Evolution of the numerically computed fidelity for both cases of absolute zero (solid line) and finite temperature, with the average number of thermal photons $\stackrel{̲}{n}=0.01$ (dashed line) and $\stackrel{̲}{n}=0.1$ (dotted line). The constant value $\mathcal{F}=0.5$ indicated by the dash-dotted line refers to the case where the coupling $g$ between the atomic system and the cavity mode is null.

Figure 2

Fidelity of the protected state $|+(t)\rangle$ undergoing adiabatic and nonadiabatic evolutions at zero temperature.

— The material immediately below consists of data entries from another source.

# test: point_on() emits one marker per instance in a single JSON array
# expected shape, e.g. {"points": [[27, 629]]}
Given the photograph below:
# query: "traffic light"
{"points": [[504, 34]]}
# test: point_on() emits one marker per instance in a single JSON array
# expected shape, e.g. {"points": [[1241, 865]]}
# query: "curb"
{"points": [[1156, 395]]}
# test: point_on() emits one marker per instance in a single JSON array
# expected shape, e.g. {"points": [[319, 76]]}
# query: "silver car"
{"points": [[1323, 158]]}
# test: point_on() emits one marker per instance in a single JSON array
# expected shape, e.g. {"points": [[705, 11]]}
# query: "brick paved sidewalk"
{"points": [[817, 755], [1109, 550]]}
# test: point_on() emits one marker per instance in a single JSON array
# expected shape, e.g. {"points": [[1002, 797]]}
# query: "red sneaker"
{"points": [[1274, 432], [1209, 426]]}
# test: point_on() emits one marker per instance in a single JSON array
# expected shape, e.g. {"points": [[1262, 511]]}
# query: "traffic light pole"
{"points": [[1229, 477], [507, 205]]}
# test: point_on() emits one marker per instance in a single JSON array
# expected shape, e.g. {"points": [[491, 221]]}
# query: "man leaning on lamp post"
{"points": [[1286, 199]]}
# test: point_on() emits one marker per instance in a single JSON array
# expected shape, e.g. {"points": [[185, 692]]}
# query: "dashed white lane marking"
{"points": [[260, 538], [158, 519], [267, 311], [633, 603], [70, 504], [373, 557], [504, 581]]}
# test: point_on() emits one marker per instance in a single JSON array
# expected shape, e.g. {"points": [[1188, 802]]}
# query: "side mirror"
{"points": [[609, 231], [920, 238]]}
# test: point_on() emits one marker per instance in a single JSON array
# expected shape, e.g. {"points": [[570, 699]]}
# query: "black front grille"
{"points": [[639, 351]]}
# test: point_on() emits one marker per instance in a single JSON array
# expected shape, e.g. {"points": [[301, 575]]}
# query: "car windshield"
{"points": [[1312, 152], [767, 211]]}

We consider the values ${\Delta }_c/{\Gamma }_{\mathrm{eng}}\simeq 0.1$ (solid line), ${\Delta }_c/{\Gamma }_{\mathrm{eng}}\simeq 1$ (dashed line), and finally, ${\Delta }_c/{\Gamma }_{\mathrm{eng}}\simeq 3$ (dotted line).

Figure 3

Fidelity of the protected state $|+(t)\rangle$ undergoing nonadiabatic evolutions, with ${\Delta }_c=3\times {10}^2\gamma$ (${\Delta }_c/{\Gamma }_{\mathrm{eng}}\simeq 3$), for absolute zero (solid line) and finite temperature, with the average number of thermal photons $\stackrel{̲}{n}=0.01$ (dashed line) and $\stackrel{̲}{n}=0.1$ (dotted line).

Figure 4

Fidelity of the protected state $|+(t)\rangle$ undergoing nonadiabatic evolutions, versus the average thermal photons $\stackrel{̲}{n}$ characterizing the finite temperatures with $g=10\gamma$ (solid line), $20\gamma$ (dashed line), $50\gamma$ (dotted line), and ${10}^2\gamma$ (dash-dotted line).